Paylaş
Oruç kavramını, 6 yaşına kadar olan çocuklara soyut kelimelerle değil somut kelimelerle anlatmak gerekir. “İnancım gereği tutuyorum, ibadettir ya da oruç tutmak farzdır” gibi açıklamaları 6 yaşından büyük çocuklar için yapmak daha anlamlıdır. 6 yaşa kadar ise daha çok “sağlığa, mutluluğa” vurgu yapılması çocukların daha iyi anlamasını sağlar. Önemli noktalardan biri de korkutucu ifadelerden uzak durulması gerektiğidir. İnançla, ibadetle ilgili her konu çocuğa sevgi ile anlatılmalıdır.

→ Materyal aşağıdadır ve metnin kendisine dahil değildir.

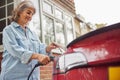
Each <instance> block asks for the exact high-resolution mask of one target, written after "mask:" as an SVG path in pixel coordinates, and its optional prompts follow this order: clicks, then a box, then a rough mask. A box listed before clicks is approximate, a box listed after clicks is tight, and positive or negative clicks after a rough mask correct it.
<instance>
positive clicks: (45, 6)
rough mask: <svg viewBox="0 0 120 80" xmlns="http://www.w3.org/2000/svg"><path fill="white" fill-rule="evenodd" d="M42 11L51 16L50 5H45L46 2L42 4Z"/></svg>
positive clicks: (50, 7) (47, 4)
mask: <svg viewBox="0 0 120 80" xmlns="http://www.w3.org/2000/svg"><path fill="white" fill-rule="evenodd" d="M43 11H45V12H47V13H49V14H52V13H53V11H52V5H50V4H48V3H46V2H43Z"/></svg>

Çocuklara oruç kavramının anlatılması kadar önemli olan bir konuda orucu sizin nasıl yaşadığınızdır. Yetişkinler çocukluk dönemindeki ramazanları hatırlasın. Sevgi, neşe muhabbet mi vardı yoksa açlıktan sinirlenen anne baba mı vardı? Siz orucu sevgiyle, neşeyle, sabırla, oyunla ve de çalışarak tutarsanız çocuğunuz da orucu her zaman sevecek, bu ayları sevgiyle yâd edecektir.

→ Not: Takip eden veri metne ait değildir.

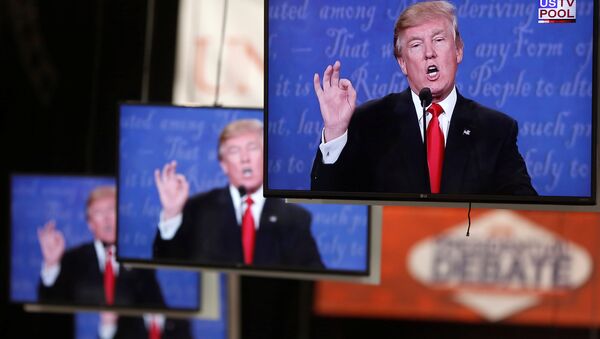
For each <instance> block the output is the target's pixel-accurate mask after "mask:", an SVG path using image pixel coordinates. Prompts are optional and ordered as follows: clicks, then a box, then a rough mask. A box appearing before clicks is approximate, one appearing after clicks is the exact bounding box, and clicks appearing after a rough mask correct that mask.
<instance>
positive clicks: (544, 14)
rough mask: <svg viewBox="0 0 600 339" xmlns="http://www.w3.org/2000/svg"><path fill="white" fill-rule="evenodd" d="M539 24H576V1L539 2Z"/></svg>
mask: <svg viewBox="0 0 600 339" xmlns="http://www.w3.org/2000/svg"><path fill="white" fill-rule="evenodd" d="M538 1H539V5H540V7H539V8H538V23H540V24H564V23H574V22H575V19H576V17H577V6H576V3H575V0H538Z"/></svg>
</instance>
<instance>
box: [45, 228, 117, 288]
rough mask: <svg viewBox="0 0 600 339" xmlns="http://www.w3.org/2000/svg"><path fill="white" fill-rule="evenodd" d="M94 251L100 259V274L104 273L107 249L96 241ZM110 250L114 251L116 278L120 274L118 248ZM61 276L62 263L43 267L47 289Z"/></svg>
mask: <svg viewBox="0 0 600 339" xmlns="http://www.w3.org/2000/svg"><path fill="white" fill-rule="evenodd" d="M94 249H95V250H96V258H98V266H99V267H100V272H102V273H104V267H105V260H106V249H105V247H104V245H103V244H102V242H101V241H100V240H98V239H94ZM110 249H111V250H112V253H113V255H112V260H111V262H112V266H113V272H114V273H115V276H116V275H118V274H119V263H118V262H117V260H116V247H115V245H110ZM59 274H60V263H59V264H58V265H53V266H46V264H43V265H42V272H41V273H40V276H41V278H42V284H43V285H44V286H46V287H50V286H52V285H54V283H55V282H56V279H58V275H59Z"/></svg>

Dinimiz orucun kaç yaşında tutulması gerektiği konusunda net ve biyolojik bir açıklama getirmiştir. Buluğ yani ergenlik dönemine girenlere oruç farzdır. Bizim asıl konumuz ise bu yaşa kadar olan çocuklar oruç tutmalı mı, tutmak isterlerse nasıl yaklaşılmalı sorularına yanıt aramak. Küçük çocukların tüm gün oruç tutmaları fizyolojik olarak çok zordur. Çocukların oruç tutmaya yavaş yavaş alışmaları için kültürümüz güzel bir formül bulmuş; “Tekne Orucu”. Tekne orucu çocukların belli bir süre boyunca oruç tutmaları anlamına gelmektedir. İsterlerse sabahtan öğleye kadar, isterlerse öğleden akşama kadar tutabilirler.
İşte bu nokta çok önemli. 1970’li yılların başında Stanford Üniversitesinde tarihe geçen ilginç bir deney yapılıyor: Marşmelov Deneyi.
Deneye 4-6 yaş arasındaki 600 çocuk katılıyor. Deneyi yapacak kişi çocukla bir odaya giriyor. Odada masa, sandalye ve tabakta harika görünen bir çikolata var. Ve çocuğa şöyle diyor; “Benim dışarıda biraz işim var eğer ben gidip dönene kadar tabaktaki çikolatayı yemez, beklersen sana bir çikolata daha vereceğim.” 15 dakika boyunca bekleyebilen çocuklara tabaktaki çikolatayla beraber fazladan bir çikolata daha veriliyor. Deneyi yapan kişinin odaya geri dönmesini bekleyen sabırlı çocuklarla, onun gelmesini bekleyemeyip çikolatayı yiyen çocuklar arasında farka bakılıyor. Bekleyebilen çocuklarda bekleyemeyenlere oranla belirgin olumlu farklar gözleniyor.
Peki ya bu çocuklar büyüdüğünde ne oluyor?
1990 yılında takip çalışması yapılıyor. Sonuç; deneyde kendini kontrol edebilen çocukların istinasız hepsinin akademik ve sosyal başarıları kendini kontrol edemeyip çikolatayı yiyen çocuklardan daha yüksek.
Tekne orucu çocuğun kendini kontrol edebilmesi, isteklerini erteleyebilmesi, sabırlı, iradeli olması yani iç disiplin geliştirmesi için önemli bir fırsattır. Zamane çocuklarının ihtiyaç duyduğu en önemli konu bu değil mi?